An article on diligence --
The word "diligence" comes from a Latin word meaning "to love." A related Latin word gives us "delight." In its original meaning, diligence is attentiveness, care, and concern in what we do, and eagerness, quickness, and zeal to do it. In consists in making the most of God’s gifts out of love for him and his Kingdom.Maybe that makes some sense of my puzzle about Jerome writing "voluntas" for what I usually read in modern version as "delight" in Psalms 1. Diligence sounds like a scary word -- "keeping your nose to the grindstone" -- but when you think of it as a labor of love, it seems to make things much clearer somehow.

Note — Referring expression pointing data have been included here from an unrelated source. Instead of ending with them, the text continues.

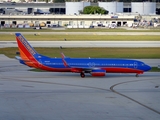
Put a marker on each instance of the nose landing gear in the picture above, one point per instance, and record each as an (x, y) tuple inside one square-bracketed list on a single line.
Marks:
[(82, 74)]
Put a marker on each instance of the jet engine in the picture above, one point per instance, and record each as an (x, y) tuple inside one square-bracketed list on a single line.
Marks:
[(99, 73)]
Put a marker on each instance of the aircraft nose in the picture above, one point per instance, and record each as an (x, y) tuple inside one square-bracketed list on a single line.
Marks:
[(147, 68)]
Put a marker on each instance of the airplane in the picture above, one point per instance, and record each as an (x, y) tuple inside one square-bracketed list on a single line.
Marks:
[(95, 66)]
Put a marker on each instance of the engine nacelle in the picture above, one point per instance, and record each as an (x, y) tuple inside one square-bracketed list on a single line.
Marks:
[(98, 73)]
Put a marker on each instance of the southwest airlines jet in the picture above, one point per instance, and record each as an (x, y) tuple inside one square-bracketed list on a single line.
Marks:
[(94, 66)]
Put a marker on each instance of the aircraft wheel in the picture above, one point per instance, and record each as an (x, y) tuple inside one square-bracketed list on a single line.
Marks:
[(137, 75), (82, 75)]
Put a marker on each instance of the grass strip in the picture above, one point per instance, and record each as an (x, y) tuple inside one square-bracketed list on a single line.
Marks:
[(11, 37), (78, 30)]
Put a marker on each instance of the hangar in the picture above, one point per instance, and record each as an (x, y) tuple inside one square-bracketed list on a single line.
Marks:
[(18, 14)]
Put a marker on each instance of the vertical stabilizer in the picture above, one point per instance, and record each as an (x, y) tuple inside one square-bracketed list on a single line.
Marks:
[(27, 52)]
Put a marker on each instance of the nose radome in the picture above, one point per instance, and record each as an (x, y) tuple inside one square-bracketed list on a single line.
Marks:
[(148, 68)]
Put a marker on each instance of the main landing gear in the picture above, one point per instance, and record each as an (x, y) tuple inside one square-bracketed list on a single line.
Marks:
[(137, 75), (82, 74)]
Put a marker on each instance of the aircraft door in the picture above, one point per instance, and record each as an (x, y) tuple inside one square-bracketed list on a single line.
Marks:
[(135, 65), (40, 63)]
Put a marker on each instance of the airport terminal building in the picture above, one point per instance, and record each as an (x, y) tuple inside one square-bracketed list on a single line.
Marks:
[(68, 14)]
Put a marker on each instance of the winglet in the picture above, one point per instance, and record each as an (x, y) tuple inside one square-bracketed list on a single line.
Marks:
[(64, 61)]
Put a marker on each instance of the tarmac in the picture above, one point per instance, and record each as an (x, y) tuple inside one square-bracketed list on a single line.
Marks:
[(27, 95), (87, 44)]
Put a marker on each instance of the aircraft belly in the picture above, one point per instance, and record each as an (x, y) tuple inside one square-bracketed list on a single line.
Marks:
[(122, 70)]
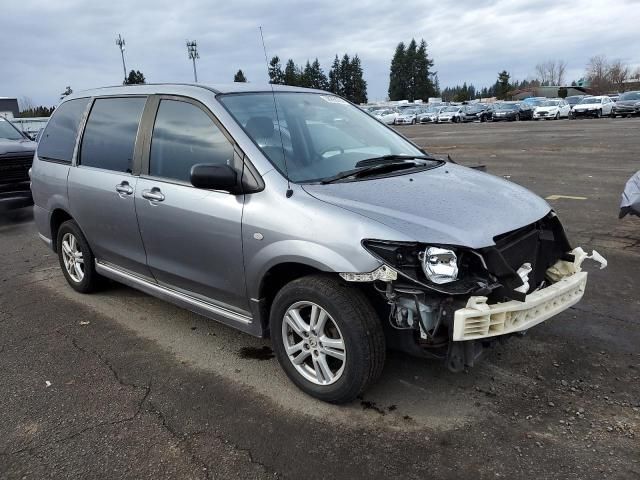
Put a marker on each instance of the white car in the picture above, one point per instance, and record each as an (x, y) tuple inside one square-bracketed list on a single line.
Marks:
[(430, 115), (408, 116), (593, 107), (387, 116), (452, 114), (552, 110)]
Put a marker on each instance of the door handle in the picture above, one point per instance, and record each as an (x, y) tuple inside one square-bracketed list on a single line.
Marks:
[(154, 195), (124, 188)]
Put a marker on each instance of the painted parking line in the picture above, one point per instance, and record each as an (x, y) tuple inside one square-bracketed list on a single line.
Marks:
[(564, 197)]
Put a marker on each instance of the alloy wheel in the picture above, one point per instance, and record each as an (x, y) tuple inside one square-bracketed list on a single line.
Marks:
[(72, 257), (313, 342)]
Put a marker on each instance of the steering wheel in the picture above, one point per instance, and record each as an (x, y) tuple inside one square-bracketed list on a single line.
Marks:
[(338, 149)]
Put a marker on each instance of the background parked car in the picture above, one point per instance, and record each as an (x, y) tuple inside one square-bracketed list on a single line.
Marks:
[(511, 112), (451, 114), (552, 109), (628, 104), (477, 112), (387, 116), (16, 156), (593, 107), (430, 114), (408, 116)]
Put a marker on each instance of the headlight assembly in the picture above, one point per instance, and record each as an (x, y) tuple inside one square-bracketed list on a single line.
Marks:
[(440, 265)]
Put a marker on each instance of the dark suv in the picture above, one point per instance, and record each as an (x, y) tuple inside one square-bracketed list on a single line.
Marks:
[(16, 156)]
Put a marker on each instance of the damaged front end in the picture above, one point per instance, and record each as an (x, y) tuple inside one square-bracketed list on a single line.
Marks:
[(448, 301)]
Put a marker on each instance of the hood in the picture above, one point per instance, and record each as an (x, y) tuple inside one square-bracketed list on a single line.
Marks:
[(628, 103), (17, 146), (587, 105), (450, 204)]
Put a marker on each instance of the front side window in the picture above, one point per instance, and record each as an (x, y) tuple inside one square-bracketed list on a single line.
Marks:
[(110, 135), (59, 137), (183, 136), (317, 135)]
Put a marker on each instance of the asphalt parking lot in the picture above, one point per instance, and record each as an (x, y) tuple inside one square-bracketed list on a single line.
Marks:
[(119, 384)]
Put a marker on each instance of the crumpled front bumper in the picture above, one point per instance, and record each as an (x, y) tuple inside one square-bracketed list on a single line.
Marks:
[(480, 320)]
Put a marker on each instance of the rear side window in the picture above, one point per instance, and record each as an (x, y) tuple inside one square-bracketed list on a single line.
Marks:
[(184, 135), (110, 135), (59, 137)]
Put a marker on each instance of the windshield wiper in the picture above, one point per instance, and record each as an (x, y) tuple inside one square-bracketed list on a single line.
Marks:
[(390, 159), (386, 166)]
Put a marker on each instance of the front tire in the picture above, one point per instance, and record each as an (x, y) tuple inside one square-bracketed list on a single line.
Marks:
[(327, 337), (76, 258)]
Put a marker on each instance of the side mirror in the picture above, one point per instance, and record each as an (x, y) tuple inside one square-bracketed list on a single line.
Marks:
[(215, 177)]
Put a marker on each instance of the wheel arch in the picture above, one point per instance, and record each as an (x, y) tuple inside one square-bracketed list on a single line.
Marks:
[(58, 217)]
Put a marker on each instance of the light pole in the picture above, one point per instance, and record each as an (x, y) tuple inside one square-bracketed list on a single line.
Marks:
[(120, 43), (192, 48)]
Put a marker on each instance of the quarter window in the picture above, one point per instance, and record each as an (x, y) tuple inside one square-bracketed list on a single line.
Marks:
[(110, 135), (59, 137), (183, 136)]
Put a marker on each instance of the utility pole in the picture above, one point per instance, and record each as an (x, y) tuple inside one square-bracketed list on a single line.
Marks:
[(120, 43), (192, 48)]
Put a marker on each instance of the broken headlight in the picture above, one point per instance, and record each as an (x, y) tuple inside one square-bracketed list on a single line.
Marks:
[(440, 265), (443, 268)]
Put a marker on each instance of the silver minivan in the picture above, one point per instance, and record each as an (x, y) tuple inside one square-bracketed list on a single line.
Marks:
[(291, 213)]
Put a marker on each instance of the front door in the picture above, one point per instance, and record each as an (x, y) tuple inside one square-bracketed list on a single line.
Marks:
[(192, 236), (101, 187)]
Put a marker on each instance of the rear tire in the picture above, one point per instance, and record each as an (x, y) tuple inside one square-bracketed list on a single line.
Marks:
[(349, 320), (76, 258)]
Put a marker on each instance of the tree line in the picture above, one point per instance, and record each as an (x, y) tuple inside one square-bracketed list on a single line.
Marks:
[(410, 74), (346, 76)]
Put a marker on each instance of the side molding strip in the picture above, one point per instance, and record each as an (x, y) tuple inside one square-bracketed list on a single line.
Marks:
[(195, 305)]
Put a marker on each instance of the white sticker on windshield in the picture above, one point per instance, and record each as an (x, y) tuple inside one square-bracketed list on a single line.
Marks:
[(332, 99)]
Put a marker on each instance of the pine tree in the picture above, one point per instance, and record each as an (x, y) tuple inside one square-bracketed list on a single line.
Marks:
[(276, 75), (397, 77), (291, 75), (346, 79), (424, 85), (502, 85), (306, 78), (334, 77), (319, 78), (358, 82), (410, 67), (239, 77), (135, 77)]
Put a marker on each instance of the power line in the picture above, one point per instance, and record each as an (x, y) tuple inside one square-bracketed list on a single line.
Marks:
[(120, 43), (192, 49)]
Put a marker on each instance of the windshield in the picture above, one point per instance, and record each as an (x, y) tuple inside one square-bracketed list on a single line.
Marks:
[(322, 135), (629, 96), (8, 131)]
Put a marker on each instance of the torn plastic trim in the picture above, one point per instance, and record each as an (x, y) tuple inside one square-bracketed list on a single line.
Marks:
[(564, 268), (383, 273), (482, 320), (466, 284)]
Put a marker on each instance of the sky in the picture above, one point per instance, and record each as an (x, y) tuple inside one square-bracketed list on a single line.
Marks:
[(47, 45)]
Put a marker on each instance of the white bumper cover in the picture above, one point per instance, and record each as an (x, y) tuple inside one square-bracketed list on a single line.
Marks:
[(480, 320)]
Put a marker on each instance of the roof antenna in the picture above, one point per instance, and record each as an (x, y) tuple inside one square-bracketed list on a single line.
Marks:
[(275, 106)]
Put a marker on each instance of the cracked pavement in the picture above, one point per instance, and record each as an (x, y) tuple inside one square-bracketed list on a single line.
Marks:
[(139, 388)]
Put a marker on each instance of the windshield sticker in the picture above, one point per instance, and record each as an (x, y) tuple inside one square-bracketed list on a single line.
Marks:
[(332, 99)]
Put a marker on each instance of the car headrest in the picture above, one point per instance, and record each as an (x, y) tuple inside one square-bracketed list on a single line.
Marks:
[(260, 127)]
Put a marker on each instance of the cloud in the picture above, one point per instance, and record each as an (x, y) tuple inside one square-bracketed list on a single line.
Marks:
[(48, 45)]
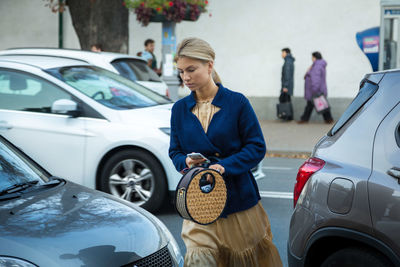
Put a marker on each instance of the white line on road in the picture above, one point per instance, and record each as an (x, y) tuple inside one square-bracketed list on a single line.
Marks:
[(274, 194), (277, 168)]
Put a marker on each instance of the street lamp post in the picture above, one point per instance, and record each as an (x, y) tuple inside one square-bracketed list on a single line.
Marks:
[(168, 52)]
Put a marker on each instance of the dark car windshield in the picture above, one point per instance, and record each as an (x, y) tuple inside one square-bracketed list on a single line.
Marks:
[(15, 168), (367, 90), (107, 88), (134, 69)]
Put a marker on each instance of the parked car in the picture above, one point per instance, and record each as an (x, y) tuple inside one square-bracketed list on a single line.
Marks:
[(49, 221), (130, 67), (347, 195), (113, 134)]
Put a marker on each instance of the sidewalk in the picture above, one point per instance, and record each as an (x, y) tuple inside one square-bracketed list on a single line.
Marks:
[(289, 139)]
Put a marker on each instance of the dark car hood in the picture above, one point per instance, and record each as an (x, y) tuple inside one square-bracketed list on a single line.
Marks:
[(71, 225)]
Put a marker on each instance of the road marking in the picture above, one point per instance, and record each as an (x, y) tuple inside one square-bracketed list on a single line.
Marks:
[(277, 168), (275, 194)]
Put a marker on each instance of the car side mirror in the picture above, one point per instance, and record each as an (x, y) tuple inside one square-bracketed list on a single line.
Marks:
[(66, 107)]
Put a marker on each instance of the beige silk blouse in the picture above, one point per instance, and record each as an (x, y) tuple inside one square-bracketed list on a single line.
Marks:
[(204, 111)]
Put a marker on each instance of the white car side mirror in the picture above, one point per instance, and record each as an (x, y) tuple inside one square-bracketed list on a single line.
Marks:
[(66, 107)]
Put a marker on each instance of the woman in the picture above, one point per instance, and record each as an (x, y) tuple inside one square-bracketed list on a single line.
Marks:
[(315, 83), (221, 123)]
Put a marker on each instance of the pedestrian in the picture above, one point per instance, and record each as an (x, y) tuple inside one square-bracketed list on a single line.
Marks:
[(287, 80), (148, 55), (221, 125), (314, 85), (96, 48)]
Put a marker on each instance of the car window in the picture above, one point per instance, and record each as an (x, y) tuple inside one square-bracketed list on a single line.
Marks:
[(367, 90), (108, 88), (25, 92), (15, 169), (135, 70)]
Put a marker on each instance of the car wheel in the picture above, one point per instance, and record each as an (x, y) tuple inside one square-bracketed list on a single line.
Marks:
[(135, 176), (355, 257)]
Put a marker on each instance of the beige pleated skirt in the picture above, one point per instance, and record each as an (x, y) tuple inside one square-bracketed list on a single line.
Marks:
[(243, 239)]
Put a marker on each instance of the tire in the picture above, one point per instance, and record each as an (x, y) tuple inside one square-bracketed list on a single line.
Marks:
[(135, 176), (356, 257)]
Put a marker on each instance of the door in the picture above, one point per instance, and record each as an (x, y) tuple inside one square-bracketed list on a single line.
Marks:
[(55, 141), (384, 183)]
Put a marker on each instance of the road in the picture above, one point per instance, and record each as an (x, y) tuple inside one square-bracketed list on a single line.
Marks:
[(276, 191)]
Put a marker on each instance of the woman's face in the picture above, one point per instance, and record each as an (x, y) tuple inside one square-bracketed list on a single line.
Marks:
[(194, 73)]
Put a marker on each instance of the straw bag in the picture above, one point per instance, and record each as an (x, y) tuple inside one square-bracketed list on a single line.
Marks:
[(199, 200)]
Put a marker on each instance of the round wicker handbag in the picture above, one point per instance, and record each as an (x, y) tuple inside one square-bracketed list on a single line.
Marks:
[(200, 199)]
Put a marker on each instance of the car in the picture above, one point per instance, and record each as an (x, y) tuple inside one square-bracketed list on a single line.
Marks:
[(89, 125), (130, 67), (49, 221), (113, 134), (347, 195)]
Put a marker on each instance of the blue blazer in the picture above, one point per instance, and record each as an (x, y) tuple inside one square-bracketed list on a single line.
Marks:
[(234, 135)]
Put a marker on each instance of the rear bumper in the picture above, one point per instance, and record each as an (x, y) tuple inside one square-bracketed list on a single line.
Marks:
[(294, 261)]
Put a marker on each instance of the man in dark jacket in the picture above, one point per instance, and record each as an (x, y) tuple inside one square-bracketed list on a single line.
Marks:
[(287, 77)]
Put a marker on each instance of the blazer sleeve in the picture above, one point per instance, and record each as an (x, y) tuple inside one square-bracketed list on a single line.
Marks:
[(175, 151), (253, 145)]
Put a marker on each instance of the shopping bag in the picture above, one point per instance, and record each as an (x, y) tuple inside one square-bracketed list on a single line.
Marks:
[(320, 103)]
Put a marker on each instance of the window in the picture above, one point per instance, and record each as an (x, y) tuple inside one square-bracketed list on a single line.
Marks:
[(108, 88), (367, 90), (135, 70), (25, 92)]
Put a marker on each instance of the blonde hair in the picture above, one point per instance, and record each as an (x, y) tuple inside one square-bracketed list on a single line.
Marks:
[(197, 48)]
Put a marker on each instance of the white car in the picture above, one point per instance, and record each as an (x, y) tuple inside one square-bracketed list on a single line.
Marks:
[(90, 126), (130, 67)]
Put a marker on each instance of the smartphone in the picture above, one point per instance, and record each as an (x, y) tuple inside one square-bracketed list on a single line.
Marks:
[(197, 156)]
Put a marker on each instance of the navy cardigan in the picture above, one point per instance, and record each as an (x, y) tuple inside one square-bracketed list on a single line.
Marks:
[(234, 135)]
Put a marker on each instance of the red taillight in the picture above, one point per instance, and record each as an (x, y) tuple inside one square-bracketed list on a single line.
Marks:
[(308, 168)]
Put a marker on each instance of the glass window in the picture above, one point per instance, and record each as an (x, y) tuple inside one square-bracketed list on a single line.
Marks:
[(15, 169), (108, 88), (133, 69), (367, 90), (25, 92)]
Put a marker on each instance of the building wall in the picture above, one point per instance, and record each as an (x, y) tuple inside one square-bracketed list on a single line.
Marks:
[(247, 36)]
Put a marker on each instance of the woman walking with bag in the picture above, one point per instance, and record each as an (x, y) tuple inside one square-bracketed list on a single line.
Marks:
[(218, 122), (315, 84)]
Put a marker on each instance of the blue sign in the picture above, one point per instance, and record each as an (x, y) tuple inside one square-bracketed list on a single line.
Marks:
[(368, 41)]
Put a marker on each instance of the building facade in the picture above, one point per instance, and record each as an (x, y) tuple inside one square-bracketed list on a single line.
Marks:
[(247, 36)]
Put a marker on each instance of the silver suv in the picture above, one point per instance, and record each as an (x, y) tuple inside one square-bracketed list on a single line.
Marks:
[(347, 195)]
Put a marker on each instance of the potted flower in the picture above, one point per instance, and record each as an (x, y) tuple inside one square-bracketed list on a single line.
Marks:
[(166, 10)]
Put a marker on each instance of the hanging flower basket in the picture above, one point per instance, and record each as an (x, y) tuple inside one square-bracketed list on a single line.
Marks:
[(161, 10)]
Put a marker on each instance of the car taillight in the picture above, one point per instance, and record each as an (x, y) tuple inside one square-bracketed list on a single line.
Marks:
[(311, 166)]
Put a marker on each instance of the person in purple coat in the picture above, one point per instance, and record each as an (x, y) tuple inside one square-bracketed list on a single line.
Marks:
[(315, 83)]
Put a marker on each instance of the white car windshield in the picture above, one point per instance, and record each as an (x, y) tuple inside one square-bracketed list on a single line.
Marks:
[(108, 88)]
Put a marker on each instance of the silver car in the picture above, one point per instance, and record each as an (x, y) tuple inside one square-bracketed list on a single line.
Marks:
[(347, 195), (49, 221)]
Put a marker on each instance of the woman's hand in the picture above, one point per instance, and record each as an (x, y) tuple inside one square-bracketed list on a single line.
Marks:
[(193, 162), (218, 168)]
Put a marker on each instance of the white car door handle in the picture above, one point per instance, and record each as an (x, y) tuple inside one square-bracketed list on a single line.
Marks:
[(395, 173), (5, 126)]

The article goes on to say that the main aspect of diligence is spiritual. This is why Mary was commended while Martha was gently rebuked by Our Lord, I suppose. One was letting herself get scattered and irritable while the other was completely diligent and focused on what mattered. As the article says:
This is why the contemplative life of, say, cloistered religious is not a form of laziness. As it ought to be lived, the contemplative life makes use of the greatest of God’s gifts: union with Him in prayer. Even those of us who are not contemplatives need to be fruitful in using this gift. If we are not diligent in our spiritual life first, our other activities are are not offered to God and are so much useless motion. We are like a child who, on being told to pick up his clothes, simply flings them into another corner of the room.I was just reading the Rule of St Benedict where he often refers to "The Work of God" meaning their contemplative religious life.
Another article was an excerpt from a book by Fr Lorenzo Scupoli called The Spiritual Combat. Here it is on Google Books. It was recommended by St Francis de Sales; it is full of practical advice for conquering oneself. I found this helpful:
You may, at first, find your strength insufficient to undergo all the difficulties and troubles that you will encounter on your road to perfection. Then you must acquire the habit of hiding them from yourself. They will appear more insignificant than the slothful are apt to imagine them to be.
When an act must be repeated many times in order to acquire some particular virtue, and this has to be continued for several days in opposition to countless powerful enemies, begin to do these acts as though a few would suffice and your trouble would soon end.
Attack one enemy at a time, as though you had but one to encounter. Be confident that, with God's grace, you will master them all. In this way you will overcome your sloth and acquire the contrary virtue.
Use the same method in regard to prayer. If you are to pray for an hour, and the time seems long, begin as though you were to pray but a quarter of an hour. When that is finished, propose another quarter hour, and the hour will elapse imperceptibly.
If, however, during this period you experience a great repugnance and aversion to prayer, cease praying for a while. In a short time return again to the prayers that you had interrupted.
This is also true in regard to manual labor. If you feel that you are overwhelmed by the amount of work before you and by the difficulties involved, do not permit indolence to discourage you.
Begin with what demands your immediate attention and do not think of the rest. Be very diligent, for when this is well done, the remainder will follow with much less trouble than you had anticipated.